Despite this financial anxiety, price increases have not materialized. Most cloud providers have realized that increasing prices would damage the customer trust they’ve spent so long cultivating. Cloud providers want to maintain good relationships with their customers, so that they are the de facto provider of choice for new projects and developments.
However, cloud providers face new and ongoing challenges. The COVID-19 pandemic and the current Russia-Ukraine conflict have disrupted supply chains. Cloud providers may also face internal cost pressures and spend more on energy, hardware components and people. But raising prices could be perceived as price-gouging, especially as their customers are operating under similar economic pressures.
In light of these challenges, it’s surprising that Google Cloud has announced that some services will increase in price from October this year. These include a 50% increase to multiregion nearline storage and the doubling of some operations fees. Load balancers will also be subject to an outbound bandwidth charge. Google Cloud has focused on convincing users that it is a relationship-led, enterprise-focused company (not just a consumer business). To make such sweeping price increases would appear to damage its credibility in this regard.
How will these changes affect Google Cloud’s existing customers? It all depends on the customer’s application architecture. Google Cloud maintains it is raising prices to fall in line with other cloud providers. It is worth noting, however, that a price increase doesn’t necessarily mean Google Cloud will be more expensive than other cloud providers.
In Q3 2021, Google Cloud revenue increased by 45% to $4.99 billion, up from $3.44 billion in Q3 2020. Despite this growth, the division reported an operating loss of $644 million.
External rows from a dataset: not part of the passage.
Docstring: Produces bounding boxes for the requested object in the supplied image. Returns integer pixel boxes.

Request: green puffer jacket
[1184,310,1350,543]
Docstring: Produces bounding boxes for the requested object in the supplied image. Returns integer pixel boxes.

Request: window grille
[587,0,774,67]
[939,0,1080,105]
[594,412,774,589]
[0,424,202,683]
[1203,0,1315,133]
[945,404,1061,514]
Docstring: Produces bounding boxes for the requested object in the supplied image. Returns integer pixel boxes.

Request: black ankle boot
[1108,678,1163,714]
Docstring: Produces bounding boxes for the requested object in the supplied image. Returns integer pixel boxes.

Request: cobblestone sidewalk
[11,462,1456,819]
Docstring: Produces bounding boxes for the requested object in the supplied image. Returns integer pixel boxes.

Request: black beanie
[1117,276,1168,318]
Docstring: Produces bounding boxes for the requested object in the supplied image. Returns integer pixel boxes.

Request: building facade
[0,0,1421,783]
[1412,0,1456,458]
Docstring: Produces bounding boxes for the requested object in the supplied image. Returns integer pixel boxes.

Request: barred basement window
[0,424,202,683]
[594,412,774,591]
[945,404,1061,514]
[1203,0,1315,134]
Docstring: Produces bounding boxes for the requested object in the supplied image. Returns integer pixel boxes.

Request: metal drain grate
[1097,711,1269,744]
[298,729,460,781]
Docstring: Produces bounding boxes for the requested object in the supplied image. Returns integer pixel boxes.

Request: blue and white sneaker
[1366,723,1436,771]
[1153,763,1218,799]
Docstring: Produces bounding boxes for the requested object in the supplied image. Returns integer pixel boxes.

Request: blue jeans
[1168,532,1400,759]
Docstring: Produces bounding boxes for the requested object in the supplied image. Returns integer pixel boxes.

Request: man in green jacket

Google Cloud’s revenue trails Amazon Web Services and Microsoft Azure by a wide margin, so Google Cloud may be implementing these price increases with a view to building a more profitable and sustainable business.
Will current and prospective customers consider the price increases reasonable or will they feel their trust in Google Cloud has been misplaced? Vendor lock-in is a business risk that needs managing — what’s not clear today is how big a risk it is.